One must choose model input variables carefully, as they are essential to accurate predictions and include weather data that can affect PV power output. However, these detailed data are not recorded by existing systems that monitor atmospheric data for various PV power generation systems. For small-capacity PV systems in small areas, typical data collected are limited to solar irradiance, power output, atmospheric temperature, and module temperature [18]. Notably, most systems cannot monitor cloud cover accurately. Additionally, typical meteorological centers usually predict hourly average cloud cover inaccurately, such that predicting PV power output accurately becomes extremely difficult. In this study, correlation analysis of measured data for the selected PV systems was applied to the three PV systems to identify variables that are strongly correlated with PV power output. Figure 4 shows the correlation analysis of power output with respect to module temperature of the Malaysian PV system. Analytical results indicate that these two variables, power output and module temperature, are strongly and positively correlated.

Figure 5 shows correlation analysis of power output with respect to solar irradiance for the Malaysian PV system. Although some data deviate slightly from the straight line with a correlation coefficient of 1, the overall trend indicates that these two variables remain strongly correlated.

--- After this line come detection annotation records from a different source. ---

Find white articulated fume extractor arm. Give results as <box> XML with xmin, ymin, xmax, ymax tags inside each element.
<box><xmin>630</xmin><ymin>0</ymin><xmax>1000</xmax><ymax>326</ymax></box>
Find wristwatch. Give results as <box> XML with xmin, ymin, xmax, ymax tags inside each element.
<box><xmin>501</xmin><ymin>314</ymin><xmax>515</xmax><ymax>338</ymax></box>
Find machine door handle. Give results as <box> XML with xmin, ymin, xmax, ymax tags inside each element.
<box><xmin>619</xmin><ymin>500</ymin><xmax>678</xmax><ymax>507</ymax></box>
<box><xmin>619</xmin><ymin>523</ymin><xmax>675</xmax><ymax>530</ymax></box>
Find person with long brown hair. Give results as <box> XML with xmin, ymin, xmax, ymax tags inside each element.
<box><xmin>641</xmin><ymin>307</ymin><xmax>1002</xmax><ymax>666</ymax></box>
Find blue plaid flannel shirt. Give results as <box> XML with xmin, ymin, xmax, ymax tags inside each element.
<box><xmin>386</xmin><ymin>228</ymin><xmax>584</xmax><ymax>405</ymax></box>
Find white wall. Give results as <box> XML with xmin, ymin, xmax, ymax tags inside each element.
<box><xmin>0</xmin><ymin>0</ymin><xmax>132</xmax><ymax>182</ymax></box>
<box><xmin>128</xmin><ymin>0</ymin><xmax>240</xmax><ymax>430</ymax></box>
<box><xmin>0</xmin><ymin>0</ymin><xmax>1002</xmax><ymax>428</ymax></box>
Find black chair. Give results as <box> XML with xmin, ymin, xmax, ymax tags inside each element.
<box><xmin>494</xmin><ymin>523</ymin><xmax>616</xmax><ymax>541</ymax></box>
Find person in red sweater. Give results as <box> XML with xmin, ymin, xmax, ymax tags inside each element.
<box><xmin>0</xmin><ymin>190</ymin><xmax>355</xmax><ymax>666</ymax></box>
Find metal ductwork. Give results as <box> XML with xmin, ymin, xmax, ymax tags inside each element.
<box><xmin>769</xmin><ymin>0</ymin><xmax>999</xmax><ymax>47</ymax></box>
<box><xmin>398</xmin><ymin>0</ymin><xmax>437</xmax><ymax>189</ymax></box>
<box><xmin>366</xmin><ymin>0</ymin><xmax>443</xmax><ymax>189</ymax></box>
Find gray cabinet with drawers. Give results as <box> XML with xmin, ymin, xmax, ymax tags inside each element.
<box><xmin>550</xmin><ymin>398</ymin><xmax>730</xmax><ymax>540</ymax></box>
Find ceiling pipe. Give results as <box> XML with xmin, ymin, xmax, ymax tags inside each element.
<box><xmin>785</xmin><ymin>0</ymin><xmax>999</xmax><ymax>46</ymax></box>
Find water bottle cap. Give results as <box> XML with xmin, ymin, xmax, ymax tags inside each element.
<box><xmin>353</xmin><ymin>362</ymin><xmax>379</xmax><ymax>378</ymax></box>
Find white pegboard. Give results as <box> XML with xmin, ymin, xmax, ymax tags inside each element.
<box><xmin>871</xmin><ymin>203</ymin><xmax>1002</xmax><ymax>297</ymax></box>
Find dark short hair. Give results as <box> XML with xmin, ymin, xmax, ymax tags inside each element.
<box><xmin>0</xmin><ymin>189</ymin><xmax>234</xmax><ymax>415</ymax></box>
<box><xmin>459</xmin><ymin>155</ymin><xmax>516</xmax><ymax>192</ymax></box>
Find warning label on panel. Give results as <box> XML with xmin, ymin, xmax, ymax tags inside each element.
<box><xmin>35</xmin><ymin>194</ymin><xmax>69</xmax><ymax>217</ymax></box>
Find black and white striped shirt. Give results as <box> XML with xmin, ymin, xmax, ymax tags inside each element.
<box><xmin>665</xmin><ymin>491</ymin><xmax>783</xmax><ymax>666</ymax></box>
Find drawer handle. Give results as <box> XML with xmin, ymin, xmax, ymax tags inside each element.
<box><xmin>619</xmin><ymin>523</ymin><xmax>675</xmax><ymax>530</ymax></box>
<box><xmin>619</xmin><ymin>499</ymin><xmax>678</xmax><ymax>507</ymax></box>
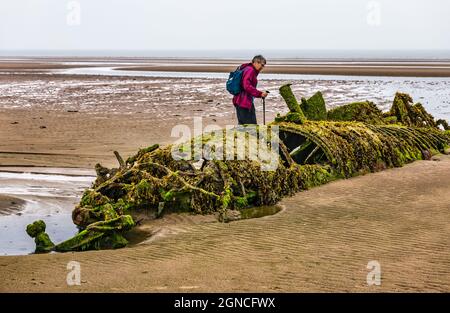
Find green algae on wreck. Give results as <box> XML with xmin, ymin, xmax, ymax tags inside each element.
<box><xmin>27</xmin><ymin>84</ymin><xmax>450</xmax><ymax>252</ymax></box>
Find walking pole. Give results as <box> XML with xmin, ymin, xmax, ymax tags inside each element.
<box><xmin>263</xmin><ymin>90</ymin><xmax>269</xmax><ymax>125</ymax></box>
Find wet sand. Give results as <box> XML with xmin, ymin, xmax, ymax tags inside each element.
<box><xmin>0</xmin><ymin>57</ymin><xmax>450</xmax><ymax>77</ymax></box>
<box><xmin>0</xmin><ymin>195</ymin><xmax>25</xmax><ymax>215</ymax></box>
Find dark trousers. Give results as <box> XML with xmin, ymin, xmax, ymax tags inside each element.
<box><xmin>234</xmin><ymin>102</ymin><xmax>258</xmax><ymax>125</ymax></box>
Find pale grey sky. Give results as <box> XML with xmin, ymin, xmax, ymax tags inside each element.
<box><xmin>0</xmin><ymin>0</ymin><xmax>450</xmax><ymax>51</ymax></box>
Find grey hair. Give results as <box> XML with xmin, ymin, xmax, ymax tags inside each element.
<box><xmin>252</xmin><ymin>54</ymin><xmax>267</xmax><ymax>64</ymax></box>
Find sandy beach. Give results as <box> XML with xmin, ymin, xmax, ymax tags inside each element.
<box><xmin>0</xmin><ymin>58</ymin><xmax>450</xmax><ymax>292</ymax></box>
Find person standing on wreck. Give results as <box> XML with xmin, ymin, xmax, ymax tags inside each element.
<box><xmin>233</xmin><ymin>55</ymin><xmax>267</xmax><ymax>125</ymax></box>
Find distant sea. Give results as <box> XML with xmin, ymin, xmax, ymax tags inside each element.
<box><xmin>0</xmin><ymin>49</ymin><xmax>450</xmax><ymax>60</ymax></box>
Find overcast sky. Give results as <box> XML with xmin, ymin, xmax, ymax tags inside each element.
<box><xmin>0</xmin><ymin>0</ymin><xmax>450</xmax><ymax>50</ymax></box>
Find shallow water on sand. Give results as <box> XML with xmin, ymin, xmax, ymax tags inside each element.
<box><xmin>0</xmin><ymin>167</ymin><xmax>95</xmax><ymax>255</ymax></box>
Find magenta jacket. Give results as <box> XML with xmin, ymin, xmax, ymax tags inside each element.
<box><xmin>233</xmin><ymin>63</ymin><xmax>262</xmax><ymax>109</ymax></box>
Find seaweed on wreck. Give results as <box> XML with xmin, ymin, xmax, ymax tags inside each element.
<box><xmin>27</xmin><ymin>84</ymin><xmax>450</xmax><ymax>252</ymax></box>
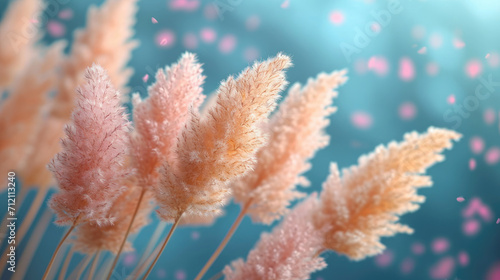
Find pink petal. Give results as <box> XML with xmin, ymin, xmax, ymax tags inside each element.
<box><xmin>399</xmin><ymin>57</ymin><xmax>415</xmax><ymax>82</ymax></box>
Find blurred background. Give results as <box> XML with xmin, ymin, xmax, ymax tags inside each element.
<box><xmin>0</xmin><ymin>0</ymin><xmax>500</xmax><ymax>280</ymax></box>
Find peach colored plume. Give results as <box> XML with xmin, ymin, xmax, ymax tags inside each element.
<box><xmin>131</xmin><ymin>53</ymin><xmax>205</xmax><ymax>188</ymax></box>
<box><xmin>224</xmin><ymin>195</ymin><xmax>326</xmax><ymax>280</ymax></box>
<box><xmin>231</xmin><ymin>71</ymin><xmax>347</xmax><ymax>224</ymax></box>
<box><xmin>0</xmin><ymin>0</ymin><xmax>44</xmax><ymax>89</ymax></box>
<box><xmin>0</xmin><ymin>43</ymin><xmax>64</xmax><ymax>187</ymax></box>
<box><xmin>156</xmin><ymin>54</ymin><xmax>291</xmax><ymax>221</ymax></box>
<box><xmin>49</xmin><ymin>65</ymin><xmax>130</xmax><ymax>225</ymax></box>
<box><xmin>20</xmin><ymin>0</ymin><xmax>137</xmax><ymax>190</ymax></box>
<box><xmin>314</xmin><ymin>127</ymin><xmax>461</xmax><ymax>260</ymax></box>
<box><xmin>73</xmin><ymin>186</ymin><xmax>153</xmax><ymax>254</ymax></box>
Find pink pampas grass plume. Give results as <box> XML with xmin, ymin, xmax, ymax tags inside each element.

In this study, correlation coefficients of power output with respect to the other three external variables for these three PV systems are calculated (Table 2). Hourly power output and hourly solar irradiance produce the strongest correlations, and hourly power output has an extremely weak correlation with hourly atmospheric temperature. Power generation module temperature is also strongly correlated with power output. However, module temperature should not be utilized as an external variable for a prediction model because it is unpredictable and weakly correlated with atmospheric temperature. Furthermore, solar irradiance can be estimated using a physical model with appropriate correction. Therefore, solar irradiance in this study is used as an external variable in the prediction model for PV power output. Further, the time-series data of power output are autocorrelated. Table 2 shows correlation coefficients of independent variables for the three PV systems. Table 2 also lists the first three correlation coefficients of independent variables. This study calculates correlation statistics for the first three entries and autocorrelations for the first 4–40 entries. Calculation results demonstrate that historical data with high correlation coefficients are data from the previous entry and the previous and next entries of the previous two cycles. These correlation analyses will be a very important reference when choosing input variables to construct any prospective model.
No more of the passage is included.